Tarih boyunca hemen hiç kimse Allah’a ortak koşacağım diyerek ortak koşmamıştır. Eğer açık, açık bunu yapsa idiler, birçokları bunun farkına varırlardı. Şu şekilde de şirk koşulmuş, Mekkeliler Melekleri Allah’ın kızları saymışlar, Yahudiler, Üzeyir’i, Hıristiyanlar da İsa (a.s.)ları Allah’ın oğlu yaparlarken Allah için ve Allah’a yaklaşmak için, onları yakınlık, aracı olarak inanıyorlardı. Emeviler ve Abbasiler dönemi, İslam anlayışı yozlaştırılmış hurafe bilgiler kitaplarda yer almıştır. Sebepleri sıffın savaşları ve İslam’dan öç alınması, Arapların örf adetlerini din diye aktarmaları, sıffın savaşlarında sahabelerin büyük bir kısmının ölmüş olmalarıdır. Onun için geriden gelenler İslam’ı Kur’andan değil, duyumlardan öğrenmişler ve yazmışlardır.

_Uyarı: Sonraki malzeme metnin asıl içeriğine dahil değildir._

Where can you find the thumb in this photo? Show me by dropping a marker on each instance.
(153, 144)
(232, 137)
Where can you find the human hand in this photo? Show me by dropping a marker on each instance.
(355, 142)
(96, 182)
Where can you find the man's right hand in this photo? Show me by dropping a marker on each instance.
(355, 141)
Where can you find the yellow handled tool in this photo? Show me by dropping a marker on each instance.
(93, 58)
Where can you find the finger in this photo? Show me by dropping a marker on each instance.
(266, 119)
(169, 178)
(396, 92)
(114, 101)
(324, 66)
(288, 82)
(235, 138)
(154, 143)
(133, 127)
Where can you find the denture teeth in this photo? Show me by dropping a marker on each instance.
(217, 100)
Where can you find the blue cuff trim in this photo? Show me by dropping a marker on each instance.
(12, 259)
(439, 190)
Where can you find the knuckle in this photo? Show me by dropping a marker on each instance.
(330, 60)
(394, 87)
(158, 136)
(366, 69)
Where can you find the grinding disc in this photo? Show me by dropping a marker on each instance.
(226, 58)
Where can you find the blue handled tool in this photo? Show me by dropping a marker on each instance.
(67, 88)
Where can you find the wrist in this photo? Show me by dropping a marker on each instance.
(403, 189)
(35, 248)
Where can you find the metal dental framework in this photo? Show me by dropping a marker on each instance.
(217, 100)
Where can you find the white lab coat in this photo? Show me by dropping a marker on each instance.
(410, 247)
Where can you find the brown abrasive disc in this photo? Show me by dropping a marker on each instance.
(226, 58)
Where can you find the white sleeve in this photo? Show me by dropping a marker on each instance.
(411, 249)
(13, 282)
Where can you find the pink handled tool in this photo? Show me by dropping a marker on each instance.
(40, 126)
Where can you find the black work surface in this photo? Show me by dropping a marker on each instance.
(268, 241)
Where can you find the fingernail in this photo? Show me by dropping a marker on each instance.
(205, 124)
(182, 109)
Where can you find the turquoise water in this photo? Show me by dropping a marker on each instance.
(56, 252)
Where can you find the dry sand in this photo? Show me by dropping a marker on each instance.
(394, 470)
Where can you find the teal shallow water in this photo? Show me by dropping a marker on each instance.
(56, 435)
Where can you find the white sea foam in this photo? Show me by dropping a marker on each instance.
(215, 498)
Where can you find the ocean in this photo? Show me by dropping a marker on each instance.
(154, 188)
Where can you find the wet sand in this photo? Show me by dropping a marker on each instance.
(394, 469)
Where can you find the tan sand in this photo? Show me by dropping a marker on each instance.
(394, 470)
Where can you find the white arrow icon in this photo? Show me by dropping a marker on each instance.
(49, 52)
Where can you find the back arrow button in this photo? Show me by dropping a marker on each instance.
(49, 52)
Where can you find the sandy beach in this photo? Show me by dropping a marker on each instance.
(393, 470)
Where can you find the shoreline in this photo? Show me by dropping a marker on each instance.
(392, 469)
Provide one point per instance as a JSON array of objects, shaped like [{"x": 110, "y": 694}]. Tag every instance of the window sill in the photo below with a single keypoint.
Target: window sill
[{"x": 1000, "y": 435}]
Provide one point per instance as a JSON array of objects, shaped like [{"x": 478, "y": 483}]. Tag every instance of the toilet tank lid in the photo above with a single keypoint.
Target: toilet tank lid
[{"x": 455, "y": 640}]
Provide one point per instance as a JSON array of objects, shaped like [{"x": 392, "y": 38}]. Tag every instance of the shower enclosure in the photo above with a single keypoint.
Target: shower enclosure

 Aynı olay Çanakkale savaşında da olmuş, okuma yazma bilenlerin şehit olup, okuma yazma azalmasının olduğu gibi. Güya Müslümanların hayatlarını garantiye alan birtakım kurtarıcıları oldukça fazladır. Yani, her yüzyılda geleceğine inanılan Mehdi, İsa (a.s.) geleceğine, üçler, yediler, kırklar, abdallar, kutuplar, veliler, şeyhler, keramet sahipleri seyyidler, Hızırlar ve sairler. Ama bu kurtarıcılar nedense bir türlü gelmiyorlar, oysa bu günlerde ne kadar ihtiyaç var. 

İnsanlar, bir olan Allah’a koşacakları ortakları her zaman bulmuşlardır. Geçmişte elleriyle yapıp diktiklerine tapanlar ve kulluk edenler, bugün elini eteğini öptüklerine tapıp kulluk ediyorlar. Bu taptıkları kişi ve nesnelerin sözlerini, Allah’ın sözlerinin önünde ve ondan üstte tutuyorlar. Genelde tasavvufçular, Allah böyle buyurmuş, Resul şöyle demiş demiyorlar, hemen hepsi birden falan şeyhimiz, filan Gavsımız böyle buyuruyor şu mübarek şöyle demiştir deniliyor. Falan şeyhimiz efendimiz rüyasında Allah’la görüşüp konuşmuştur veya Resulden şunu, şunu almıştır diye kitaplarından okuyor ve takipçilerinden duyuyorsunuz.